JOHANNESBURG – The IMF says South Africa’s economic growth is too low to improve the lives of those without jobs.
The IMF is in the country to meet with government and business officials after revising growth estimates for this year down from 0,6 to 0,1 percent.
The organisation says South Africa’s economy has yet to live up to the democratic promise of 1994, acknowledges the country’s achievements and improved infrastructure.
However, poor governance, corruption and policy uncertainty are dragging on economic growth.
And while external factors play a part in low growth, some problems are self-inflicted.
“There are various governance issues.
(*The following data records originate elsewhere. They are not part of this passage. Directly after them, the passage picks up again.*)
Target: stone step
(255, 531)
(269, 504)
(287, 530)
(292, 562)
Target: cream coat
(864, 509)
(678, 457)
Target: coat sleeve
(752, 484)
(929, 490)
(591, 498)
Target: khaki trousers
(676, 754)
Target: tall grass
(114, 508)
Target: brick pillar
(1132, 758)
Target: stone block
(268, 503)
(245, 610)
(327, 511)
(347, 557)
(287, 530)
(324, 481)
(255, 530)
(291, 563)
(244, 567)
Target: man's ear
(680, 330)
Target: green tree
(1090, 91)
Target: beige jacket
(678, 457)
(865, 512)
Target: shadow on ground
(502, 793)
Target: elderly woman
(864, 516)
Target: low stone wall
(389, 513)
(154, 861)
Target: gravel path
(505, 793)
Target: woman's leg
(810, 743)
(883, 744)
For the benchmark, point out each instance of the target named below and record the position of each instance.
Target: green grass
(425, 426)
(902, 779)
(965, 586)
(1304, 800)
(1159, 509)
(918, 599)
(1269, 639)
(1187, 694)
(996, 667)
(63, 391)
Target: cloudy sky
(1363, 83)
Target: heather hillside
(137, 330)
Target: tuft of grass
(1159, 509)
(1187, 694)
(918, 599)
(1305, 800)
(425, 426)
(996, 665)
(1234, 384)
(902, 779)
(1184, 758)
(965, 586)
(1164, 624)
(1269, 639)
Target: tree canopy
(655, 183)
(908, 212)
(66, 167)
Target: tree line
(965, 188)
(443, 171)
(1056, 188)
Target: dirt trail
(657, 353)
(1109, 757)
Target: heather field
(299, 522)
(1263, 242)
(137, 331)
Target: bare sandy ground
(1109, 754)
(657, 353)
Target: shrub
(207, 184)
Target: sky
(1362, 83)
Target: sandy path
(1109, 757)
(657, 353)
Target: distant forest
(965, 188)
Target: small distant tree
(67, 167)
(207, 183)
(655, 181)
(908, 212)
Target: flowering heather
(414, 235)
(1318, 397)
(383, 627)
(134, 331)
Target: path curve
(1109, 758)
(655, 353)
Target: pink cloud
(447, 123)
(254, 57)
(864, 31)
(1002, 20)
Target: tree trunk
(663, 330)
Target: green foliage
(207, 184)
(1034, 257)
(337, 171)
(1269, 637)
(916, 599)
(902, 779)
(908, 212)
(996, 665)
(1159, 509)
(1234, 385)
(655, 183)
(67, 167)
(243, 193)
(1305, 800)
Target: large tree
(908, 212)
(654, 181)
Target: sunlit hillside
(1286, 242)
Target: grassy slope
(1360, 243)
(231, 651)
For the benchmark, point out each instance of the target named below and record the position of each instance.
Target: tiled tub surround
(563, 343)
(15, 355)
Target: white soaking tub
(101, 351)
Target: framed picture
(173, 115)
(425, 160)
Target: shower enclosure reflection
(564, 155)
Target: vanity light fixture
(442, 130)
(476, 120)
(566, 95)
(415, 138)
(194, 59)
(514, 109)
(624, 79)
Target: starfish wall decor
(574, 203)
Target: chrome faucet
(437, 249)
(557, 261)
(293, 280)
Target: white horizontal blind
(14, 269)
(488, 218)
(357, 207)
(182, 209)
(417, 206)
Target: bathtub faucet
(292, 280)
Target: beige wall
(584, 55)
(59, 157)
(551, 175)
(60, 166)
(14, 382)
I mean referring back to what happened last year with the sudden change in the Treasury, which caused a lot of uncertainty and the running of state enterprises and policies,” IMF first deputy managing director David Lipton said.
The IMF has cut its global growth forecast for this year to a 3,1 percent, from 3,4 percent.
It believes South Africa’s economy will be more affected by developments in China, than those in the US and the UK.
The organisation says South Africa has done well to manage growth after the financial crisis, but says it now needs advanced policies to boost growth and action.
Lipton says, it’s a burden to have more than a third of the population to be without jobs, but part of the growth recovery story becomes those seeking employment, because the inclusion of those who are unemployed can boost growth.”
Lipton says a business environment that creates dynamic opportunities for energetic small companies can become an engine for job creation.
The IMF advises that in order to boost investment locally and internationally, the country has to be more competitive in terms of taxation, tariff prices and efficiency.